Datasets
You can organize, share and easily access your data through notebooks, training code using datasets. At the moment, TIR supports EOS (Object Storage) backed datasets but we will soon introduce PVC (Disk) backed datasets as well.
How does it work?
The datasets allows you to mount and access EOS storage buckets as local file system. This will enable you to read objects in your bucket using standard file system semantics.
With datasets, you can load training data from local machine, other cloud providers and access the data from your notebook as a mounted file system (under /datasets directory).
Note
Define datasets to manage and control your data, even if you don’t plan to use it as mount it for use on notebooks or training jobs.
Benefits
Using datasets offers the following benefits:
You can create a shared EOS bucket for training data for your team. By using common data sources across team, you can improve reproducibility of results
Less configuration overhead. When you create dataset through TIR, we automatically create a new storage bucket and access credentials. You can straight away copy and run the mc (minio cli) commands (shown in the ui) to your local desktop or hosted notebooks to upload data.
You can access your training data without having to setup access information on hosted notebooks or training jobs
You can stream training data instead of downloading all of it to the disk. This is also useful in distributed training jobs.
Usage
WebUI
You can define dataset through TIR dashboard. The UI also allows you to browse the objects in the bucket and upload files. We recommend using mc client or any s3 compliant cli to upload large data. In case you have data with other cloud providers, visit the Import Data from Other Cloud Providers section.
SDK
Using TIR SDK, you can quickly setup mc cli and start importing or exporting data from EOS buckets.
Getting Started
Prequisites
Install minio cli on your desktop (local) from here. Ignore this step, if you already have mc installed on your local machine.
Create a new dataset
Go to the TIR dashboard
Make sure you are on the right project or feel free to create a new project
Go to Datasets tab
Click CREATE DATASET
Choose a bucket type New EOS Bucket. This will create a new EOS bucket tied to your account and also access keys for it.
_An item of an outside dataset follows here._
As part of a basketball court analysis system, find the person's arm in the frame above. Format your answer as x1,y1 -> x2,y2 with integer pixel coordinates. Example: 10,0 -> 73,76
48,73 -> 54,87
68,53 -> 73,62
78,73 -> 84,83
Enter a name for your dataset (for e.g. paws)
Click on CREATE
You will see a popup with Bucket name, Access Key and Secret Key
Locate and go to Setup Minio CLI (mc) tab (in the popup) and copy the mc command to setup host
Run the copied mc command in the command line on your local desktop. This will setup mc alias that you transfer data to.
Copy data into Dataset
On your local desktop, open command line and enter the following command:
mc alias ls <dataset-name>
You should see the eos bucket names in response. Copy this bucket name to edit and run the following copy command:
mc cp --recursive <mylocaldirectory> <dataset-name>/<eos-bucket>
Working with Datasets
Import Data from local machine
To import data from your local machine, TIR provides two options:
Upload from browser (TIR Dashboard >> Datasets >> Click on Dataset >> Objects Browser tab)
- Use CLI (s3 compliant like mc):
Install minio cli on your desktop (local) from here.
In TIR Dashboard, locate and click your dataset in Datasets section. At the bottom of the screen, you will find setup tabs. Choose Minio (mc) tab and to copy setup instructions for alias.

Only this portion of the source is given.